For many sunseekers, the beautiful coastal town of Plettenberg Bay’s white beaches and cobalt blue waters is the place to be this summer. But with a young and vibrant wine route and many new restaurants, it is also a culinary destination for those in the know.
New Kid On The Block
One of the new kids on the block, is Barrington’s, home to the town’s first craft brewery, as well as a magnificent kitchen garden, restaurant, bar, small hotel, bakery, grocer and boutique nursery. The grocer is the place to stop for freshly baked bread, gifts and a wide selection of wines to take home.
The restaurant is the best place to relax under the huge Coral Tree (Erythrina caffra) with a glass of wine paired with innovative summer dishes.
Sustainability
Sustainability is key here and the magnificent 1 000m² white walled, organic kitchen garden is not only a joy for visitors to walk through, but the kitchen staff pick fresh ingredients here daily.
Barrington’s installed a 120 000 liter underground grey water reservoir used for irrigation. Support for locally farmed, ethically produced meat and produce from within a 30km radius and Barrington’s very own daily harvest further keeps their carbon footprint small.
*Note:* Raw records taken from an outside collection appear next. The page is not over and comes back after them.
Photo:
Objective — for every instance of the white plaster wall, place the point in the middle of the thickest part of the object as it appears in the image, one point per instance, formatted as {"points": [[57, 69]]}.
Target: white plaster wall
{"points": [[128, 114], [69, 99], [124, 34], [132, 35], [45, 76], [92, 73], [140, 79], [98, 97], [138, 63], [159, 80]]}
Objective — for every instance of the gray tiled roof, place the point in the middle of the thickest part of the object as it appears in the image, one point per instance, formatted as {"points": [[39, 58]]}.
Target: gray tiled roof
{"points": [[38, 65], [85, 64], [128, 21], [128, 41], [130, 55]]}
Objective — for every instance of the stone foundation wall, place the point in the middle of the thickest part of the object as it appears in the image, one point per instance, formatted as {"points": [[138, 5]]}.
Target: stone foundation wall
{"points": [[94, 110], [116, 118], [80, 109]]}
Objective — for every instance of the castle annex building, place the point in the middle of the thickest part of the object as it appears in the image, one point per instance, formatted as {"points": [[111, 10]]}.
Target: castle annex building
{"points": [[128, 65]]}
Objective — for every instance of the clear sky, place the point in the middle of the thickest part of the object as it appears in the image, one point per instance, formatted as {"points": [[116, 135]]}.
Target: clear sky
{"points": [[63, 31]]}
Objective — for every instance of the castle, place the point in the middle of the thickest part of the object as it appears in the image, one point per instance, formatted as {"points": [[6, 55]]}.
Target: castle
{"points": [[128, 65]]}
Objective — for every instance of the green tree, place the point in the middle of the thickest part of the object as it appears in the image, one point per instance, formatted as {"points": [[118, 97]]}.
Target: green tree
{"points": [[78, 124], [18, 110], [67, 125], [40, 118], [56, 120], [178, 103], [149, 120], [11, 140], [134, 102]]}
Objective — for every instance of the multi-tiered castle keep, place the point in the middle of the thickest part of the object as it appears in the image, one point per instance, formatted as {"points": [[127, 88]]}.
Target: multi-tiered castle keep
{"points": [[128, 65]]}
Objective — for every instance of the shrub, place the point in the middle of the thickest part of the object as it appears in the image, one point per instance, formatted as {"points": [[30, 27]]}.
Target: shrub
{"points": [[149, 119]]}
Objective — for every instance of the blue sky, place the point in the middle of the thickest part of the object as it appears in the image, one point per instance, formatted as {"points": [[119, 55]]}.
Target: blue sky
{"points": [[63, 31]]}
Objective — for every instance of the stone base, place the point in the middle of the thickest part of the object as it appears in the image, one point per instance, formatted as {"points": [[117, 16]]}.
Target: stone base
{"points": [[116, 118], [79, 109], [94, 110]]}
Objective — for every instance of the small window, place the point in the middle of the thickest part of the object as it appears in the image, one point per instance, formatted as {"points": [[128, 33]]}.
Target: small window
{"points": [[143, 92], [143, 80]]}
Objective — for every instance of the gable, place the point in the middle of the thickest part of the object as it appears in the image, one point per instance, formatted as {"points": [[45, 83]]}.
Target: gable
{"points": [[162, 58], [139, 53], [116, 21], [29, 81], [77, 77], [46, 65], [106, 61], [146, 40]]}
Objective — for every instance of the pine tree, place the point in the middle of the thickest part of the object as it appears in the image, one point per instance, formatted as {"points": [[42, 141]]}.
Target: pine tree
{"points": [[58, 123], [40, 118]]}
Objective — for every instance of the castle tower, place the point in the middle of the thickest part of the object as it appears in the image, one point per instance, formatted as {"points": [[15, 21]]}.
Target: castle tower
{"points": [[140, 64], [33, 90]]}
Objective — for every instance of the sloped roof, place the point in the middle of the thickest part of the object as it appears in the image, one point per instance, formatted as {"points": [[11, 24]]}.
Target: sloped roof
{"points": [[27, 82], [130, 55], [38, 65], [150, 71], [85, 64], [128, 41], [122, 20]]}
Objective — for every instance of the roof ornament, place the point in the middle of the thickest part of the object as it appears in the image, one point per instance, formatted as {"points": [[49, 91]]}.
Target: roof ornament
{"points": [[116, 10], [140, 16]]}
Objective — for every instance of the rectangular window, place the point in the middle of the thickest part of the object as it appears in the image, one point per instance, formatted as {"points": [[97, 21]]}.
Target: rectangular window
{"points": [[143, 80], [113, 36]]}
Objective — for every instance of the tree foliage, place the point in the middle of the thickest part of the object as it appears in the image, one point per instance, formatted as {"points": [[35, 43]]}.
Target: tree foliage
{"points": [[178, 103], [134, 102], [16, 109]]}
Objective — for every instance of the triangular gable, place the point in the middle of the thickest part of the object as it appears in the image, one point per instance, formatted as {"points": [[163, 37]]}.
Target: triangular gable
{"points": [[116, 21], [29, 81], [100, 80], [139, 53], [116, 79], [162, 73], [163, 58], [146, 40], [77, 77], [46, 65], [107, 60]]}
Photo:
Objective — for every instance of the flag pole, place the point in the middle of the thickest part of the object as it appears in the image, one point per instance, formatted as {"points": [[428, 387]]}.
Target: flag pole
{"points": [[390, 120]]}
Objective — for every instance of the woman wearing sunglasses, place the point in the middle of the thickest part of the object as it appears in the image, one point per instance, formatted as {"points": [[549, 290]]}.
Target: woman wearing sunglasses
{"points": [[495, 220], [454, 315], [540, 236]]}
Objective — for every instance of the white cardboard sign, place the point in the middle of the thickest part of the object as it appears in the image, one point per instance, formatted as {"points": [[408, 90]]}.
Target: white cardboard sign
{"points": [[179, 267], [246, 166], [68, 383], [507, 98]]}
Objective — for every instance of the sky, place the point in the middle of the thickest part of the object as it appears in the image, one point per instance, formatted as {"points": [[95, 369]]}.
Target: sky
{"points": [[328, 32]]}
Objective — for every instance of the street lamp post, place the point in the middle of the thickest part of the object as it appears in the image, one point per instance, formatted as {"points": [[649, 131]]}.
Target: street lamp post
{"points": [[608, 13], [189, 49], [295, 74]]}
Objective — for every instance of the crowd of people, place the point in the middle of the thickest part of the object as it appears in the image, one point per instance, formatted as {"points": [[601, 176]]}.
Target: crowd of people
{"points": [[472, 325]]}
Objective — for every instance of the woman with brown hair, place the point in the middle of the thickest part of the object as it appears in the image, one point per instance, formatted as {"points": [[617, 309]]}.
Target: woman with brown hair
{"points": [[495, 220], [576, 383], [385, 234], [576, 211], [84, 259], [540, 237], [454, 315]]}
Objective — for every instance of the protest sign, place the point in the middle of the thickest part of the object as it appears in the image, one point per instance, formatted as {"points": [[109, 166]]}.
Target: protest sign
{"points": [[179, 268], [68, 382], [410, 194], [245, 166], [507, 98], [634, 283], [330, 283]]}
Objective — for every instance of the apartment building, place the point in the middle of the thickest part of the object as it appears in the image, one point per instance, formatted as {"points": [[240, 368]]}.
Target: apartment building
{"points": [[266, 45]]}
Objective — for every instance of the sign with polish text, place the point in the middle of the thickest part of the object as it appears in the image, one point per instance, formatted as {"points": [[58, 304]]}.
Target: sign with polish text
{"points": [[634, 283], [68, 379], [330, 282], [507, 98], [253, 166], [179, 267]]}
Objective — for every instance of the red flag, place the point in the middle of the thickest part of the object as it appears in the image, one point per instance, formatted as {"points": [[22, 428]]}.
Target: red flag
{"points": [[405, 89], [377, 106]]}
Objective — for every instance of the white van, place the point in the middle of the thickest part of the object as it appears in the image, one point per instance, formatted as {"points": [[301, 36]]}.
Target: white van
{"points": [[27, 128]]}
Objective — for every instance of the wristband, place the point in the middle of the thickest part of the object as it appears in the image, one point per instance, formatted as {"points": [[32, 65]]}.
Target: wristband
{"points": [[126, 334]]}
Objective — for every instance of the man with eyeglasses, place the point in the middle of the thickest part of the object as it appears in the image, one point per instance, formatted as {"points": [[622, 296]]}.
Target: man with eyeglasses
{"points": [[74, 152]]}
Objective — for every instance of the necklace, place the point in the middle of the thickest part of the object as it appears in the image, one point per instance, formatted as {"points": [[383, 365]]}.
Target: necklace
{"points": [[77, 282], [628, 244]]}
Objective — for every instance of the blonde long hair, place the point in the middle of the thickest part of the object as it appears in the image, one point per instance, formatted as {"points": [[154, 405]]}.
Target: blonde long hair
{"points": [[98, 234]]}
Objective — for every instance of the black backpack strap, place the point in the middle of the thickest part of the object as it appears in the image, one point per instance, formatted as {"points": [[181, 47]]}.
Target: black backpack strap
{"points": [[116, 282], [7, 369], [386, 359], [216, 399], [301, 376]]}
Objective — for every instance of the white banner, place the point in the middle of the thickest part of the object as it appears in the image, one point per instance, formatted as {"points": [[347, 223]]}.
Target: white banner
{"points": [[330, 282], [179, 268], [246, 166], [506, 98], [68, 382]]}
Stay over in the small hotel and walk to the beach or enjoy a round of golf, before settling in at the bar.
History
Barrington’s pays homage to Henry Frederick Francis Adair Barrington, who helped shape the future Knysna and Plett when he settled in the area in the mid-1800’s, says the owners, Simon Ash and Hilton Nagel, in recognition of his significant part in the heritage of the Garden Route’s development. Discover another great place to stay in Plettenberg here.
The Wine
Apart from craft beer, Barrington’s also offers an extensive wine list with carefully selected wines from a variety of regions. Preference is given to smaller producers, and it offers multiple options by the glass, at least one from each varietal.
A year ago a wine boutique was added to the offerings at Barrington’s and the aim is to surprise and delight. They have wonderful fun curating the always changing collection of top quality, special finds from micro-producers to forgotten heroes from well-known big estates.
Wine Events
Says general manager, Anelle van der Vyver who hails from the Cape Winelands: “We regularly host up to four winemakers at a time on the first Wednesday of every month. Our ‘Wine Wednesdays’ have a loyal following throughout the year, and wherever possible always include one of our very own Plett Winelands estates. When time allows, delicious winemakers’ dinners during the quieter winter months are a welcome distraction from the cold.”
Anelle spent many years in the wine industry and has made it her mission to give good wine and talented winemakers a home and platform in the Garden Route right here at Barrington.
Barrington’s is very proud of their own annual Barrington’s Wine Festival, every December right at the start of season, allowing holidaymakers and locals alike to stock up ahead of the festivities.
This year it will take place on December 18 featuring estates from all over the Cape Winelands as well as local Plett farms. Sip and taste some incredible wines from well-known estates such as Chamonix, La Vierge, Raats, Thelema, Waterford and Zevenwacht.
The Wine List
Some of the wines you can enjoy in the restaurant or buy in the wineshop, include Boekenhoutskloof Cabernet Sauvignon, Beaumont, Jakkalsfontein Pinotage, Eagles’ Nest Viognier, Glen Carlou Unwooded Chardonnay, Southern Right Sauvignon Blanc, Raats MR de Compostella & Family Cabernet Franc, Rijk’s Touch of Oak Chenin Blanc, Rustenberg Malbec, Steenberg Merlot, Thelema Cabernet Sauvignon & Sauvignon Blanc, Waterford Rosemary and the Zevenwacht Old Vine Chenin Blanc. Buy South African wines here.
Barrington’s Pan-fried Prawns
Barrington’s pan-fried prawns (enough for 15 if you want to have a summer party), the perfect match for the Beaumont Hope Marguerite Chenin Blanc.
Ingredients:
- 1kg butter
- 3 thumbs ginger (Roughly chopped)
- 15 cloves garlic (Roughly chopped)
- 90ml Sambal Oelek
- 2L water
- Lots of ice
Method:
Melt the butter in a pot. Place garlic, ginger, Sambal Oelek in a blender with 200ml melted butter and blend until fine.
Place the remaining butter on a high heat, whisking every now and then to ensure it doesn’t burn. Once hot add all blended ingredients and fry off for 3 – 5 minutes until nice and fragrant.
Remove from the heat and allow to cool. Place contents into metal bowl. Place water and ice in a separate and bigger bowl.
Whisk the butter over the ice water (submerging the base of the bowl in the ice water bowl) in order to cool the butter. Once slightly firm, roll the butter in cling rap and place in the fridge to set
Sautee prawns (6 per portion) in a hot pan then add the butter and finish off with fresh cream and roughly chopped coriander leaves. Serve with fresh lime or lemon wedges, spring onion or chives. To be served with Steamed basmati rice or toasted baguette.